Full Circle

The thirty-four days of Mother and Father’s divorce felt like thirty-four excruciating weeks. It felt even longer on weekends, depending on what sort of breakfasts I shared with my mother at the dining table all alone in utter, galling silence. One of her chief concerns at the beginning, my curriculum, then came my appetite. I proved to be a lot tougher than she had realized. Meanwhile, the ten-pound weight loss she had suffered thus far to her own detriment appeared in full display from her cheekbones to her stomach. She would water the indoor snake plants several times on her days off if I failed to remind her not to repeat this process. I had to deal with the most critical ingredients missing from her once palatable recipes.

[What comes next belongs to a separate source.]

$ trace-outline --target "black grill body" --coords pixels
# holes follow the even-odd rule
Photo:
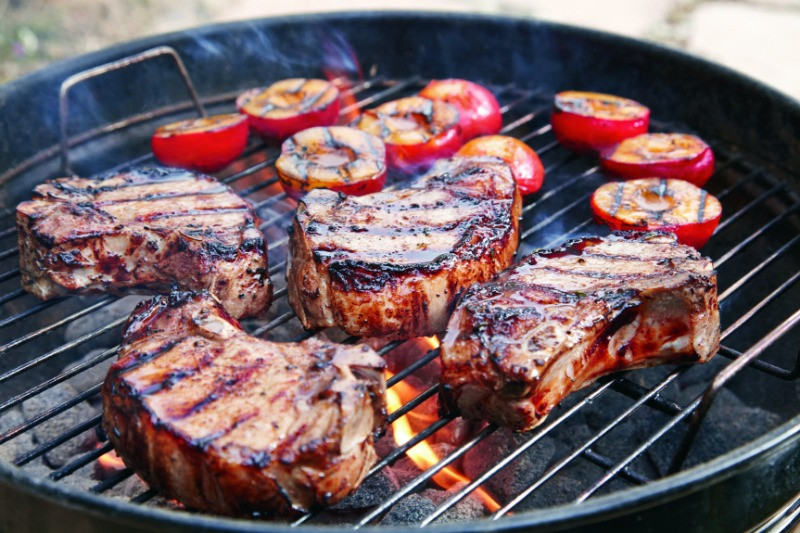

Mother had sole custody of me. This was the deal—her nonnegotiable plea. A part of me had been convinced that she was able to read my mind like a dental x-ray: I wanted to live with her since day one. However, it turned out to be a different story altogether when it came to Benji. Benji was our three-year-old Labrador that, at last, came to grips with the missing spirit that the creature sensed no longer lived around the house. Benji missed Father a lot more than I could imagine; he sat by the door many late afternoons waiting for the prick to come home. After a prolonged shouting match in the courtroom, my father’s sneaky lawyer had conceded: Mother would allow the prick to take the dog just one week a month.
On the first weekend of December that year, I tagged along with my mother on a rather misty morning to Lake Ida Park. The prick was supposed to honor his part of the deal there for the first time. With full daylight still yet to come, she activated the windshield wipers and headlights to steer the car out of the driveway. When she put on her turn signal to enter the park right before the railway, I shifted in my seat to get a better angle of her sullen face in the rearview mirror to see if the bitterness had disappeared. It had not. On the contrary, it worsened after we climbed out of the car.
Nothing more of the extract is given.